During doing analysis in R, when I want to know 1) whether there is an effect of B and 2) whether there is an effect of C
That's OK, provided that B and C are unrelated. But if there is a causal link between them (direct or indirect) then you will need to fit a different model to assess the impact of each variable. It is also necessary to consider the causal links with all the variables. The main point here is that you have to avoid conditioning on a mediator or a collider.

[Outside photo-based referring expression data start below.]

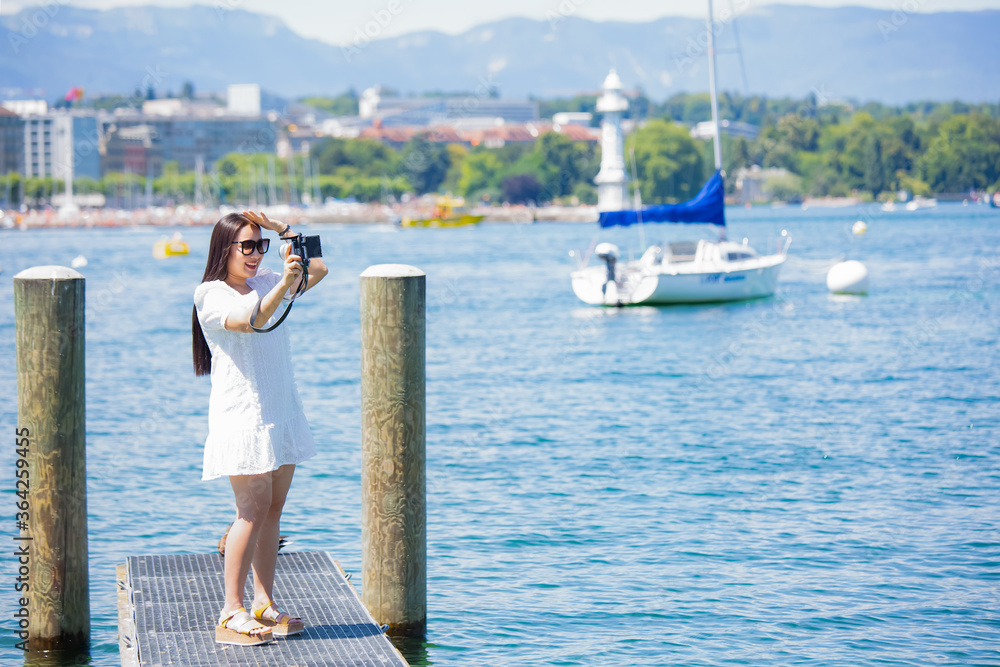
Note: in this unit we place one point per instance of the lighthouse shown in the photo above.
(612, 192)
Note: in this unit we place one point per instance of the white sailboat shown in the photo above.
(688, 272)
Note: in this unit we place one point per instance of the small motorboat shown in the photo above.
(448, 212)
(173, 247)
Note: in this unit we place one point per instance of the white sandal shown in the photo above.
(238, 628)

See here for more details:
How do DAGs help to reduce bias in causal inference?
why do I have to compare these two models (Model1 ,Model2)
Well, you have fitted two model and if you want to make some inferences about your data, then I don't see any way to avoid some kind of comparison.
And I did AIC and BIC test, if the Model 2 is better one, what is important information?
The usual criteria is that you choose the model with the lowest AIC or BIC.
And I got information of each models in console: values of Scaled residuals, Random effects, Fixed effects of each factor and their interactions and Correlation of fixed effects of each factor and their interactions Are they not important for analyzing?
The most important information is the estimates of the regression coefficients for the fixed effects (main effects and interactions). The information you listed is mostly for checking diagnostics (eg no correlations between fixed or random effects of close to +/-1), no variance component (random effects) close to zero, and perhaps an assessment of normality of the residuals.